The smell of ozone and stale coffee is the only thing that stays the same.
It was 03:14 AM on a Tuesday in 2014. I was standing in a data center in Secaucus, the floor tiles vibrating under my boots from the sheer CFM of the cooling fans. We had a cluster of HP ProLiant DL380s that had been running a monolithic financial settlement engine for six years. I knew those machines. I knew their IRQ timings. I knew which ones had slightly wonky RAID controllers that required a specific firmware revision just to keep the write-cache from flaking out.

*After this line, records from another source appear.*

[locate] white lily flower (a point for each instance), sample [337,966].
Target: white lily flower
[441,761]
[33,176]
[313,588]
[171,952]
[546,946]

Then the “drift” happened.
A junior dev—bless his heart and his misplaced enthusiasm—had manually updated libssl on Node 04 to patch a CVE he’d read about on Hacker News. He didn’t use the configuration management scripts. He didn’t document it. He just apt-get installed his way into a nightmare. Three hours later, the binary linked against the old library started throwing segmentation faults that looked like a digital stroke.
[72432.124005] settlement_eng[14202]: segfault at 0 ip 00007f8eac321a10 sp 00007ffed8c1a210 error 4 in libssl.so.1.0.0[7f8eac2e1000+60000]
[72432.124012] Code: 48 89 45 f0 48 8b 45 f0 48 8b 00 48 85 c0 74 1b 48 8b 45 f0 48 8b 00 48 8b 40 28 48 85 c0 74 0a 48 8b 45 f0 48 8b 00 ff 50 28 <48> 8b 45 f0 48 8b 00 48 8b 40 30 48 85 c0 74 0a 48 8b 45 f0 48 8b
ldd /usr/local/bin/settlement_eng
linux-vdso.so.1 => (0x00007ffed8dfb000)
libssl.so.1.0.0 => not found
libcrypto.so.1.0.0 => not found
libc.so.6 => /lib/x86_64-linux-gnu/libc.so.6 (0x00007f8eabf10000)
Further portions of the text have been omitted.